Solution à moyen terme – Un fonds national de la recherche à mettre en place
Dans la politique générale de l’État, en mai 2014, la finalisation et l’officialisation de la stratégie nationale de la recherche sont considérées comme un défi à relever pour renforcer le système éducatif et la formation professionnelle. La stratégie nationale élaborée en 2013 vise à donner un environnement favorable aux chercheurs. Car la recherche, explique le document, est faiblement soutenue, politiquement et financièrement, au cours de toutes ces dernières années. « Les dépenses publiques dans l’enseignement supérieur et la recherche représentaient 13 % du budget de l’ensemble du secteur éducatif en 2012, soit moins de 0,3 % du Produit intérieur brut », indique toujours le document.
Cette situation place Madagascar dans les pays qui consacrent une très faible part de leurs ressources dans l’enseignement supérieur. Les ressources publiques consacrées aux centres nationaux de recherche sous tutelle du ministère de l’Enseignement supérieur et de la recherche scientifique ne représentent également qu’environ 0,04 % du budget de l’État en 2012. Les propositions du plan d’actions de Lagos, en 1980, réaffirmées en janvier 2007, durant le Sommet de l’Union Africaine, demandent pourtant «instamment à tous les pays de consacrer, d’ici à 2020, au moins 1 % de leur produit intérieur brut à la recherche et au développement».
Des solutions sont avancées pour financer les centres de recherches comme la mise en place d’un fonds national de la recherche. Ce fonds doit être envisagé comme une solution viable à moyen et à long termes. « Celui-ci appelle le concours de plusieurs secteurs intéressés qui contribuent dans une sorte de «basket fund» où l’État, les partenaires nationaux et internationaux, le secteur privé, les autres utilisateurs du potentiel et des produits de la recherche participent selon la stratégie nationale de la recherche. »

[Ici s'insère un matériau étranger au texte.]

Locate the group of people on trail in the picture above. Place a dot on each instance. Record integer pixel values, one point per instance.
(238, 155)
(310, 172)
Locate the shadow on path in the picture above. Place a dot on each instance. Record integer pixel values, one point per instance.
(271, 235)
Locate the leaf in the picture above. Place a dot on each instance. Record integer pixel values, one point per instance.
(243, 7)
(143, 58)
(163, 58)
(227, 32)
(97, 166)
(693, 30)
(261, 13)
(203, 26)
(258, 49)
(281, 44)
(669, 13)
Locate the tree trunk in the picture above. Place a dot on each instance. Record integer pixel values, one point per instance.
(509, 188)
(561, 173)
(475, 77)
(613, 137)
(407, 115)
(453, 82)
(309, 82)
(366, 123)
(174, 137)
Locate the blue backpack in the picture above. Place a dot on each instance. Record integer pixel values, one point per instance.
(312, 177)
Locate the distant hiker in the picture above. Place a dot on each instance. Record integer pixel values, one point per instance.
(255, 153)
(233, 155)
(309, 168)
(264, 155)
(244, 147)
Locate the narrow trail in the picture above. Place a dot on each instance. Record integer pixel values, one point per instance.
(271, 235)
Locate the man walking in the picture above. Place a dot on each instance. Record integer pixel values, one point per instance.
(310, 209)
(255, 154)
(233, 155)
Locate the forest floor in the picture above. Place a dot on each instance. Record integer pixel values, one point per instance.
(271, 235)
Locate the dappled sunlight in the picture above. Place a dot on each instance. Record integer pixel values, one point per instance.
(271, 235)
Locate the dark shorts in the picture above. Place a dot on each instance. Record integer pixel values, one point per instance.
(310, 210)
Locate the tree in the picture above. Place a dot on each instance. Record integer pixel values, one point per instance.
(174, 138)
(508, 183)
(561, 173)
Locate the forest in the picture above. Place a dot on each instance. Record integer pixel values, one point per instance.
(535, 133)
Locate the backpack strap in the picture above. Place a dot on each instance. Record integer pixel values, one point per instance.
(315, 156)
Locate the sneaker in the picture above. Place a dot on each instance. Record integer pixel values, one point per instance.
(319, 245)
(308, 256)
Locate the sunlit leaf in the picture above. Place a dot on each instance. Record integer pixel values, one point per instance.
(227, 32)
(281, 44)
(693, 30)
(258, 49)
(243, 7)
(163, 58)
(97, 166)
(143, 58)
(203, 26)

Pour promouvoir les travaux de recherche, des efforts importants de communication intensive ont été également prévus. « La valorisation des résultats de la recherche et de l’innovation nécessite le renforcement et la promotion des structures nationales d’édition et de publication », reconnait le document national.
Six thèmes prioritaires sont définis dans la stratégie nationale, entre autres, la recherche citoyenne, la recherche balisée par une stratégie de diagnostic et ayant une capacité de réponse, la recherche soucieuse de l’environnement qui considère la dimension humaine, la recherche adaptée au contexte qui prévaut et qui contribue à la réduction de la pauvreté, la recherche qui priorise l’approche genre, la recherche ancrée dans les priorités du développement national et inscrite dans une perspective de développement durable.
Selon une source au sein du ministère de l’Enseignement supérieur et de la recherche scientifique, la concrétisation de cette stratégie est en cours. « Il faut néanmoins beaucoup de volonté politique et de volonté des enseignants et étudiants des universités pour mettre sur pied ce programme. Si nous passons notre temps à résoudre les revendications incessantes, nous n’arriverons pas à relever ces beaux défis », interpelle le haut responsable.